It’s Day One of ObamaCare, and — as predicted — the brand-new online insurance exchanges are off to a bumpy start across the country with technological glitches galore. Never fear, however; the Obama administration is here to blithely assure us all that these small and completely surmountable errors will be fixed within a mere matter of hours, via Reuters:

Unexpectedly high Internet traffic volumes spawned delays on the first day of operations for federally operated Obamacare health insurance marketplaces, but the problems would be resolved within hours, an official said on Tuesday.

The official said the online system set up to serve uninsured consumers in 36 U.S. states was functioning but that slow speeds and problems loading pages were due to high volumes. “We expect to resolve these issues in the coming hours,” the official said.

Yeah… Color me somewhat skeptical that all of the technological, financial, and security problems are going to be fixed in short order. I’d wager that they’re only going to begin to emerge with more severity as the days and the weeks roll by, but obviously, the Obama administration needs to put on its bullish face. They really, really need people to keep getting on their computers to try and sign up, so it’s smiling faces all around, via the WFB:

We’re thrilled that this day has finally come. The president signed the health care bill in March of 2010, and we have now — implementing the final piece of the puzzle, which is to provide affordable coverage for about the fifteen percent of Americans who either don’t have health care at all or are in and out of the so-called individual market and basically at the mercy of insurance companies. They’ll now be able to choose between private insurance plans who have to compete for their business based on service and based on price. Healthcare.gov has plans side-by-side, families can figure out what works within their own budget and figure out what kind of financial help they may qualify for and make a great choice about health security for the first time ever. So, we have had a few slowdowns, a few glitches, but it’s sort of a great problem to have. It’s based on the fact that the volume has been so high and the interest is so high. We’re working quickly to fix that.

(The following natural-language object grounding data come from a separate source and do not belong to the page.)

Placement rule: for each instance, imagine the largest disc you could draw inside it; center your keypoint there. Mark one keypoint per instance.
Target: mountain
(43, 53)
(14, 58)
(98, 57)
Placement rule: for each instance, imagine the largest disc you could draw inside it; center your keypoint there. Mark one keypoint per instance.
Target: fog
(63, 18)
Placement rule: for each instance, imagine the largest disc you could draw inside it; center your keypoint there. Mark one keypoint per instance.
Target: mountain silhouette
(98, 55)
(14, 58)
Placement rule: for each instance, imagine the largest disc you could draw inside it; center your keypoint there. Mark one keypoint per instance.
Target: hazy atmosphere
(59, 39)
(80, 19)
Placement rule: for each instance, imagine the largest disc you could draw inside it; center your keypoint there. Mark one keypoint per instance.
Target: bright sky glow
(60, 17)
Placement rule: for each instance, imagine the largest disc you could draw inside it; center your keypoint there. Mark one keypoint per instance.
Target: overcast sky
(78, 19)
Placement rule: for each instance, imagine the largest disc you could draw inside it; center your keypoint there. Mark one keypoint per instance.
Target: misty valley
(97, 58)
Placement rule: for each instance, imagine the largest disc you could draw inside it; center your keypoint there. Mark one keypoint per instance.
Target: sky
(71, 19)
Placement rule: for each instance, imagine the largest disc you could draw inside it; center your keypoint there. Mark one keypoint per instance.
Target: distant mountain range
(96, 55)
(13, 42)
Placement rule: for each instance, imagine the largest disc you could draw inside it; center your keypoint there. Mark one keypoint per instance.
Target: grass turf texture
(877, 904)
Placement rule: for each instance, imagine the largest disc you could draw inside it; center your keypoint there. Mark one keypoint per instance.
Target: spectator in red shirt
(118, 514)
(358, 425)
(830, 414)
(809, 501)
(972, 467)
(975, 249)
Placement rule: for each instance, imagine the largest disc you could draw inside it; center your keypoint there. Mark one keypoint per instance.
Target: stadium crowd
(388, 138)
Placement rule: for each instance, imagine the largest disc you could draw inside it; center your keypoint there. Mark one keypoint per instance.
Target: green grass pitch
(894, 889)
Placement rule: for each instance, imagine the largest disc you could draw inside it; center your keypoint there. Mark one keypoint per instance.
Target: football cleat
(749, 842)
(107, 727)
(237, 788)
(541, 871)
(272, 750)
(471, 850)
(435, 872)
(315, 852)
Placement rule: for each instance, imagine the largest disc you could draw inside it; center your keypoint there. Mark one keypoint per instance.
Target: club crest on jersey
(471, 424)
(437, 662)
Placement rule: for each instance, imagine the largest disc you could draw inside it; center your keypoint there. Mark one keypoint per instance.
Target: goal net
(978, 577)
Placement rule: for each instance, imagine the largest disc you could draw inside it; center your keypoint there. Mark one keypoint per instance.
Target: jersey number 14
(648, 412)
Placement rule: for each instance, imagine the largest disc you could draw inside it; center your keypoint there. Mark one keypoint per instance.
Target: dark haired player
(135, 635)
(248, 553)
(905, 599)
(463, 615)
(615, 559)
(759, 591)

Hmm. On some level, yes — it is true that at least the technological problems of the wildly rushed online exchanges will eventually get fixed and start running smoothly… but what about ObamaCare itself? The fact that a supposedly encouraging number of people showed up today to try things out today is really only encouraging if enough of the right people showed up.

As Secretary Sebelius is plenty well aware, if the 1 million people HHS says have already visited the new website in the past day only consist of the people most in need of care — i.e., the people with the highest probable interest in the program and not the young, healthy, and much less costly individuals the administration also needs to sign up en masse — then high volume could very well mean the eventual and dreaded “death spiral” scenario in which the system is too overloaded with expensive participants and not enough healthy people to balance out their costs.

The administration is very, very worried about this, as evidenced by their own desperate media campaign directed at young people, and they know that a high volume of visitors in and of itself isn’t necessarily the good thing that it seems to be on its face.